Mickey Guyton Reflects on Wanting to Fit in the Country Music Industry: ‘I Wish I Had Lighter Skin and Blue Eyes’
Mickey Guyton gets real about self-love.
On Thursday, the 38-year-old country singer shared a photo from the early days of her career along with a photo of her now. In the more recent photo, she is visibly glowing and she used the caption to talk about her struggle to love herself, especially in an industry dominated by white artists.
“The girl I was then wanted so badly to be liked,” she wrote. “I wanted so badly to be included and to fit in. There were times when I wished I had lighter skin and blue eyes. But the woman I am now loves everything that makes me different. The woman I am now, loves my bobbins and my lace wigs and my dark brown skin. The woman I am now doesn’t want to fit in. I want to fit in. #Different”
Celebrity friends and fans took to the comments to praise the star for her transparency.
“YES,” LeAnn Rimes said.
“Damn sister, and we’re here for it!!!!!” singer Yola added.

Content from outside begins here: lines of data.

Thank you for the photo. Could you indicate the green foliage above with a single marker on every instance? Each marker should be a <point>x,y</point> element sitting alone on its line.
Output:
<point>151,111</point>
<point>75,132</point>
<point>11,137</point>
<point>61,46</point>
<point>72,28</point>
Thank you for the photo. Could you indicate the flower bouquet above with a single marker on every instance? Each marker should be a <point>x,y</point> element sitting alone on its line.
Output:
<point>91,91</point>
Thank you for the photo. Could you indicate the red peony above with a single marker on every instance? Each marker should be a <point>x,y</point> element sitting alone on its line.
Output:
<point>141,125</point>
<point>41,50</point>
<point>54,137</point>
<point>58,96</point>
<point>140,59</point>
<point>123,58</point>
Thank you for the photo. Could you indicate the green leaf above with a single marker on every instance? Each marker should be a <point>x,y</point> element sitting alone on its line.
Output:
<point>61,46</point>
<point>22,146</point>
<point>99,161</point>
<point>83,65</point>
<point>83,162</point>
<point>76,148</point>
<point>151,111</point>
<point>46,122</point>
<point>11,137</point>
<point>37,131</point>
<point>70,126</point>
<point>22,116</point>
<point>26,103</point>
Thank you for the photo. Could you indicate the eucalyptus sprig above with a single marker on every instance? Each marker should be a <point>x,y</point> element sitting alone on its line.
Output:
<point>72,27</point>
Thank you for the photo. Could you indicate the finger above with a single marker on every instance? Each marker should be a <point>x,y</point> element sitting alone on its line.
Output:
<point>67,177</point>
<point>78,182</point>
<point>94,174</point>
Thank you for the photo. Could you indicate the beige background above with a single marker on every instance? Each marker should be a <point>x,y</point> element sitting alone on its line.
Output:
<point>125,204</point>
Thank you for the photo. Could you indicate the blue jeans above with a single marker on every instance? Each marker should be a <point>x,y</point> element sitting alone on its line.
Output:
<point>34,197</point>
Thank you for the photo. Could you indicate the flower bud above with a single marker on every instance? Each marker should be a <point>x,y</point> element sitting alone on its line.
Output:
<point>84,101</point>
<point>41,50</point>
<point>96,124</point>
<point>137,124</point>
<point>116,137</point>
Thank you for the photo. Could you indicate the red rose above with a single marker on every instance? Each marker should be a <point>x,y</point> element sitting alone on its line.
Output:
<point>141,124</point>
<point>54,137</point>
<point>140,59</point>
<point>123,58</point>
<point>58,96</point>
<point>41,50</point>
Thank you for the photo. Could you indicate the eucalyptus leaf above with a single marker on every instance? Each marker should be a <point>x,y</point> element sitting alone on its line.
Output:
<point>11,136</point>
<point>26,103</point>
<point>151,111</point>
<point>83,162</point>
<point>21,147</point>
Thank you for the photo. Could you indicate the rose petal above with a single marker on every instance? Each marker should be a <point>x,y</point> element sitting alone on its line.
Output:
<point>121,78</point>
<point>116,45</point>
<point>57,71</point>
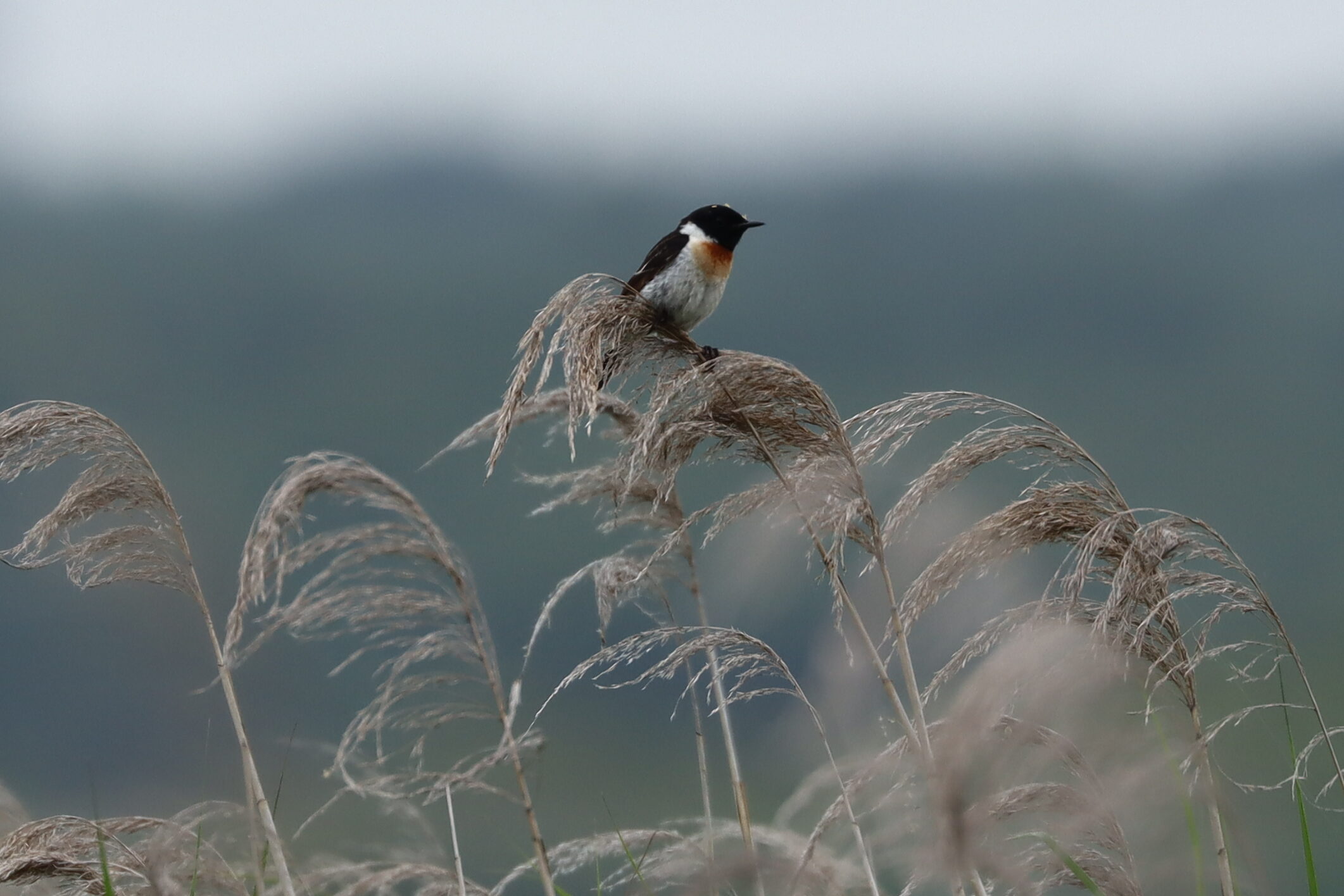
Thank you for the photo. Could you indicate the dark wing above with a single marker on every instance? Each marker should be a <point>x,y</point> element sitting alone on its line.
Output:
<point>663,254</point>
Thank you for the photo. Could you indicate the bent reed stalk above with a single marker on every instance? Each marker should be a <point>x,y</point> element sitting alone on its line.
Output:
<point>970,775</point>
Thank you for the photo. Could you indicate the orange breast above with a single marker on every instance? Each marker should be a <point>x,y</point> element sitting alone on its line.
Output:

“There is no more powerful medicine than loving exactly who you are – it is healing for you and for the whole world!” wrote a fan.
“And this girl is more than happy that you’ve finally embraced all that you are. That chocolate gooooddnesssss sister!” someone noticed.
“Thanks for always inspiring ME!” one commenter continued.
This isn’t the first time Guyton has opened up about her journey as a black artist in country music. After the release of her single “Black Like Me”, inspired by the murder of George Floyd, she described her early attempts to get her career off the ground “very frustrating” in an interview with WWD.
“I’ve often thought, maybe this isn’t for me. I doubted myself and my talent. I’d see guys pop up like weeds and have multiple number one and full careers, and I couldn’t even get a label to record my songs,” she recalled.
She also spoke about the expectations that many black and brown artists in the music industry face.
“My goal is to have a career like Carrie Underwood,” Guyton said, “and sell out arenas, write a book, have a fashion line — and open the doors to other women of color. That’s how often artists become pigeonholed: if you’re black you should sing R&B, if you’re Latina you should do salsa and pop, but everyone should just have their own dreams.”